The story turns on Julio Levy’s (Rodrigo de la Serna) return from exile to his home country, finding a mix of hope for a democratic future and paranoia of its precariousness. His brother is then abducted. “The kidnapping for ransom, begins to tease a political strand in the film, exposing alliances, how the same agents of state control and intelligence services were still operating during democracy,” Daniela Goggi told Variety. The unceasing attempts by the family to seek the brother’s return, and a closing vice of corruption and time propel this political thriller.
Goggi and co-writer Andrea Garrote have fictionalized the memoir “El Salto de Papá” by Martín Sivak and wrote with de la Serna in mind.
“For us, he was the actor; there was hardly any possibility of it being someone else.”
The “Money Heist” star brings both psychological and physical heft to the role and is supported by Germán Palacios (“Hunting Season”) and Julieta Zylberberg (“My Friend From The Park.”)
“We began to study how people spoke in the 1980s, particularly how intellectuals and progressive figures of that time spoke, their cadence and intonation,” Goggi said when asked about the commitment needed for the role.
“There was work on the body, too, on posture, gaining weight, breathing patterns; the character had to have dyspnea and a constant lack of air.

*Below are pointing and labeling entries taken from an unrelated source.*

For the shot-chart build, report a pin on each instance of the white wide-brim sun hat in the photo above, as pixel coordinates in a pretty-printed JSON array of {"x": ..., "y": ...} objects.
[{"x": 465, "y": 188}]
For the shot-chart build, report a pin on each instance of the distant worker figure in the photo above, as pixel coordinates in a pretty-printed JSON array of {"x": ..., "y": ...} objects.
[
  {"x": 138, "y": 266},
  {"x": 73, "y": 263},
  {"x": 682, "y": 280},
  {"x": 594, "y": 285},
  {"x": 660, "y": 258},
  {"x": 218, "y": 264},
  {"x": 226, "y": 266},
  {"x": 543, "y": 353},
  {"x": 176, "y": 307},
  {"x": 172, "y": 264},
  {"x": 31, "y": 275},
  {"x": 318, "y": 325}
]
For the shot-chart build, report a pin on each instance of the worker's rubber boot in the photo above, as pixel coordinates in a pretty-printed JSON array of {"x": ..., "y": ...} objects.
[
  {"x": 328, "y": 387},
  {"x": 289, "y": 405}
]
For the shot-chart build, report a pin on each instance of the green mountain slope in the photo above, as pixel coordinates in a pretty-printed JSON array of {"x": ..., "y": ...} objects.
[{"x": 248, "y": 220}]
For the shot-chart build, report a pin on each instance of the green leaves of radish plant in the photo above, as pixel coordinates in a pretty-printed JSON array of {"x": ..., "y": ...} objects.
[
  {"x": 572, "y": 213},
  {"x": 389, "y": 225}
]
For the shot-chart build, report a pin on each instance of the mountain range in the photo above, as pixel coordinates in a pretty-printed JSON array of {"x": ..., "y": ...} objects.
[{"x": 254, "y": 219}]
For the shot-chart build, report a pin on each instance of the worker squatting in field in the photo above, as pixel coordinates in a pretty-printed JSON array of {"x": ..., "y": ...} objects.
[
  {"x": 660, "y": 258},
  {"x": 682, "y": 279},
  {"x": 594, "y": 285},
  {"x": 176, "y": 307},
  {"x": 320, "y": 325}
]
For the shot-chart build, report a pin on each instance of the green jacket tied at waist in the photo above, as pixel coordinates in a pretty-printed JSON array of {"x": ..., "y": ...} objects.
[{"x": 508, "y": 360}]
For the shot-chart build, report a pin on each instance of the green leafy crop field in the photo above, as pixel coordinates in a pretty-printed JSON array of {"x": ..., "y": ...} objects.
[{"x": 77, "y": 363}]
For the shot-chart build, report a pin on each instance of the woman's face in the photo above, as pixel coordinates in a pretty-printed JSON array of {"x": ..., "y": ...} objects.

There was a complete transformation to bring the character’s imagination to life and also a physical intervention. And in those interventions of a body that is a self-destructive machine, which smokes and eats; it only swallows smoke and instead of speaking, it exhales smoke. He cannot express his feelings.” she concluded.
What is expressed, through de la Serna’s performance and all aspects of the film, is a deep anxiety as we move within his business, his family home, and the corridors of the institutional buildings.
“The camera is never still, mirroring the character’s condition, who would not be able to continue if he stopped. This state of anxiety is constructed by having these characters move through these spaces with long tracking shots,” Goggi said.
The film premiered at Venice Horizons and was described by Variety as a “sober and serious look at a sober and serious subject.”
It is also timely, current elections in Argentina have provided the public with a choice between a Peronist economy minister or a hard-right libertarian. Politics is seldom easy.
For Goggi, knowing history is important. “For the younger generations, understanding the transition from dictatorship to democracy is very powerful because they take for granted that we live in democratic states, especially in Latin America,” she said.
“They need to understand the cost in lives and the lasting impact on people’s life stories. Reintroducing this topic into the discussion reminds us that despite the corruption and interest-driven relations in democracy, it is still always preferable to a dictatorship. It puts back on the agenda the notion that arbitrary historical processes lead to human tragedies, contemporary tragedies.”